Is this idea practical? Or other issues are involved to ignore this approach?
NoSQL databases can support relational data models just fine. You're just left to implement the relational mapping yourself in your application, and that effort is typically not insignificant.
In some applications this extra effort will be worthwhile. Perhaps you only have a small number of tables and the joins you need are very simple. Or perhaps you've done some performance evaluation between a traditional relational DBMS and a NoSQL alternative and found that the NoSQL option is more appropriate for your needs for any number of reasons (performance, scalability, flexibility, whatever).
You should keep one thing in mind, however. A typical SQL DBMS is basically a NoSQL DB with an optimized, well-built relational engine in front of it. Some databases even let you bypass the relational layer and treat their system like a pure NoSQL DB.
Therefore, the moment you start to build your own relational mappings and joins on top of a NoSQL DB you should ask yourself, "Didn't someone build this for me already?" The answer may well be "yes", and the solution might be to go with a traditional SQL DBMS.

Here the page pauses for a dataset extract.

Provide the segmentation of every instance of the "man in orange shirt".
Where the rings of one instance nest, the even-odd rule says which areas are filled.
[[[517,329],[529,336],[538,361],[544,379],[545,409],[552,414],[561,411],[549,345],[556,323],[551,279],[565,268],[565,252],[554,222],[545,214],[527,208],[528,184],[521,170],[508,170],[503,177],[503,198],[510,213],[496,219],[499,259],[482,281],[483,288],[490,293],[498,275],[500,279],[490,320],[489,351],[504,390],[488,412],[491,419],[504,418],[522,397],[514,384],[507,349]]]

To answer the "3 query" part of your question specifically, the answer is "maybe". You certainly might be able to make such a query run faster in a NoSQL DB than in an RDBMS, but you need to keep in mind that there are more things to consider here than just the raw speed of your query:
The technical debt you will incur as you build join-like functionality that you wouldn't have had to build otherwise
The time it will take you to build, test and optimize your query code which will likely be more significant than writing a simple SQL query
Any difference in transactional guarantees or other typical product features (replication, management tools, etc) which you may lose or gain depending on the NoSQL option you choose
The ability to hire DBMs who know how to run your database from an operational perspective
You might review that list and say to yourself, "No big deal, I'm running a simple app with only a few thousand DB entries and I'll maintain it myself". If so, knock yourself out - Berkeley (and other NoSQL options) would work fine. I've used Berkeley many times for those kinds of applications. But you may have a different answer if you are building the back-end for a significantly-sized SaaS product which might soon have millions of users and very complex queries.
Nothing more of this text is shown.